Seniors benefit costs to skyrocket: Report

OTTAWA — The federal government’s largest seniors benefit program is on course for all-time highs in spending over the coming years with waves of baby boomer retirements — spending levels that could be even higher if not for changes to the public pension program.

The figures in the chief actuary’s report on old age security provides the first glimpse into how seniors spending will be influenced by a decades-long expansion of the Canada Pension Plan.

Spending on old age security is forecast to hit about $247 billion by 2060, an almost five-fold increase from planned spending this year, as more Canadians hit retirement and live longer, meaning more beneficiaries drawing payments for longer periods of time.

The extra money to be doled out through CPP, funded by an increase in premiums, is expected to reduce the number of low-income seniors — meaning $3 billion less in spending on the guaranteed income supplement in 2060 — and reduce overall spending on old age security benefits, which are scaled back above $75,000 in annual income.

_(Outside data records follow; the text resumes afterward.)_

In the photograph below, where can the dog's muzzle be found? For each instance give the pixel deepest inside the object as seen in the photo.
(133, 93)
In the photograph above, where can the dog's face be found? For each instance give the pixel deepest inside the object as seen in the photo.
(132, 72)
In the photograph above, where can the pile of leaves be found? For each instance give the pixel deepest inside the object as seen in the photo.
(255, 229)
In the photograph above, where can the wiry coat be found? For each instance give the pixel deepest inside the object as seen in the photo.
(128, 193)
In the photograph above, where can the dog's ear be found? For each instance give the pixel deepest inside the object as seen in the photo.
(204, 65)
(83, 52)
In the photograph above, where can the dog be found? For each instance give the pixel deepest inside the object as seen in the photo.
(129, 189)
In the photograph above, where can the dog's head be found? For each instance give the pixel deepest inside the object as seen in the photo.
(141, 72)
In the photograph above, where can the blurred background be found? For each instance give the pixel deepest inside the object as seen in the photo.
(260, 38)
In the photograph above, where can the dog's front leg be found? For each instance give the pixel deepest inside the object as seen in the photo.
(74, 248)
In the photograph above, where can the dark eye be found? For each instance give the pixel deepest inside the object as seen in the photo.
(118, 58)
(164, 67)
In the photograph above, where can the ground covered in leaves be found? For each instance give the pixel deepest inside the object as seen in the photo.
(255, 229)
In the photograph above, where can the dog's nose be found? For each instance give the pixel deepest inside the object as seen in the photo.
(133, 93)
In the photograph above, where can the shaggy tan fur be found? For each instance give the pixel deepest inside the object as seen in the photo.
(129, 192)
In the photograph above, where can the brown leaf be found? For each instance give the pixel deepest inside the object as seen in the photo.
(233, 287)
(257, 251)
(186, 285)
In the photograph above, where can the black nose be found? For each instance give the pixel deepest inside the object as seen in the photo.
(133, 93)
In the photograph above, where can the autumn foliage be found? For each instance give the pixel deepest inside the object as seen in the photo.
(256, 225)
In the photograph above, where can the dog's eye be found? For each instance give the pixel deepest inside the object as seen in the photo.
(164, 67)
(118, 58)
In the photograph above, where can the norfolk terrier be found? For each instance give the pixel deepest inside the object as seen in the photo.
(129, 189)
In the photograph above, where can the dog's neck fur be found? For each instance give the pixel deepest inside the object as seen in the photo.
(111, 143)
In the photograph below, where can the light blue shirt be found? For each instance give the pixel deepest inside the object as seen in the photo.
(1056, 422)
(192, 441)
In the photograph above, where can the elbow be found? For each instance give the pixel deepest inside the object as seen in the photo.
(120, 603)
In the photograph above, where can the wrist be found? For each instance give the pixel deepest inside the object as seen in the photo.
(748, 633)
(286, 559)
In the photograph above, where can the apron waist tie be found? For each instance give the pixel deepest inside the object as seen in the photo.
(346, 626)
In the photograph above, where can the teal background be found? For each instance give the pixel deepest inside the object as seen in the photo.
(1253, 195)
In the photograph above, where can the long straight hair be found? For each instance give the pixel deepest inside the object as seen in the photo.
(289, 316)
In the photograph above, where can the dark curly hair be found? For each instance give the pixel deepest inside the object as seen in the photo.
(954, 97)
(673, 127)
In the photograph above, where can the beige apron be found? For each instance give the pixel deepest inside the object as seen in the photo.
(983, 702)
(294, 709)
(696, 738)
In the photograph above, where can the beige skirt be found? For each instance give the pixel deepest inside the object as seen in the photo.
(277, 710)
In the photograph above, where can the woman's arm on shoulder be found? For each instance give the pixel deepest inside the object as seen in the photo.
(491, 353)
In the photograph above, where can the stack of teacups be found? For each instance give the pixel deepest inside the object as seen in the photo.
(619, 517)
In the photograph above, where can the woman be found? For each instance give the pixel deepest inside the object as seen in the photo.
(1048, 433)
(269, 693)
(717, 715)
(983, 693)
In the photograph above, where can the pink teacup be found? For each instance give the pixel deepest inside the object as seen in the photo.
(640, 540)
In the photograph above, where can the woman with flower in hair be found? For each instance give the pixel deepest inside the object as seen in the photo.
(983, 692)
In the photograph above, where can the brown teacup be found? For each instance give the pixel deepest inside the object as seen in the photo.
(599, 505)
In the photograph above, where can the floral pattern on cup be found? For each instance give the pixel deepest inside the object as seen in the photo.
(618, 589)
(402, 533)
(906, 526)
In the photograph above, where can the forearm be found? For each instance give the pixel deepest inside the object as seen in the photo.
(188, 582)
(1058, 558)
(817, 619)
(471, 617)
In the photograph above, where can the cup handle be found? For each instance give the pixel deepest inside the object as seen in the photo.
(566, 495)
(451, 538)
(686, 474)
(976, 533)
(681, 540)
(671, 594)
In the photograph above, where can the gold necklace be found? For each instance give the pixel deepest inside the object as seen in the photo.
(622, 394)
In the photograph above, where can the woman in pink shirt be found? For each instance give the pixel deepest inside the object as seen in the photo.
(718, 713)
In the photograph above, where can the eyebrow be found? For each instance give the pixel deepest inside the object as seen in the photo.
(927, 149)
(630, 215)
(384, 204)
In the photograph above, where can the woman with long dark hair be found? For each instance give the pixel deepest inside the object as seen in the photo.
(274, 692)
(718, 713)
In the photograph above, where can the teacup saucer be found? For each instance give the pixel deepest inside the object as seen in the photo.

The chief actuary’s report says assumed investments in tax-free savings accounts would lessen the decline in the number of retirees eligible for the income supplement and the clawback because TFSA withdrawals don’t count as income.

Angella MacEwen, a senior economist with the Canadian Labour Congress, said senior poverty rates have increased since the 1990s, requiring legislators to think of new ways to direct funding to retirees most in need and prevent further increases in senior poverty rates.

The most recent census figures showed the ranks of seniors grew by the fastest rate in 70 years, with Statistics Canada projecting there could be 12 million seniors by 2061, as well as fewer young people to replace them in the workforce and less income tax flowing into federal coffers that fund old age security.

The previous Conservative government raised the age of eligibility for old age security to 67 from 65 to save on costs and prod people to work longer. The Liberals reversed the decision in their first budget.

A spokesman for Social Development Minister Jean-Yves Duclos said the reversal ensured that 100,000 seniors weren’t thrust into poverty.

A February presentation to a group of deputy ministers said if the retirement age remains at 65 and Canadians live longer, ”younger generations may be required to pay higher taxes” to cover a shortfall between tax revenues and old age security spending.

“This could create disincentives to work and for firms to invest, and in turn lead to a fall in growth and productivity,” reads one slide, obtained by The Canadian Press under the Access to Information Act.

The parliamentary budget officer has said old age security is sustainable in the long-term. The actuarial report suggests as much by noting that spending as a percentage of the overall economy would rise by 2030 and fall through to 2060 as economic growth and resulting tax revenues offset rising costs.

The chief actuary says costs could go higher than forecast if people live longer than expected, or if benefits were tied to wages instead of inflation, the former usually growing faster than the latter.

Bernard Dussault, a former chief actuary, said further expanding CPP would further drive down old age security costs and increase retirement security.

Paul Kershaw, an associate professor in the school of population and public health at the University of British Columbia, said ever larger shares of economic growth going to fund old age security would leave less for other priorities, like helping younger generations.

“Problem is, we are not showing that same level of urgency to adapt for younger generations, which is why spending increases on the national housing strategy, or child care, or parental leave are paltry by comparison,” said Kershaw, founder of the group Generation Squeeze, which seeks to engage young people in politics.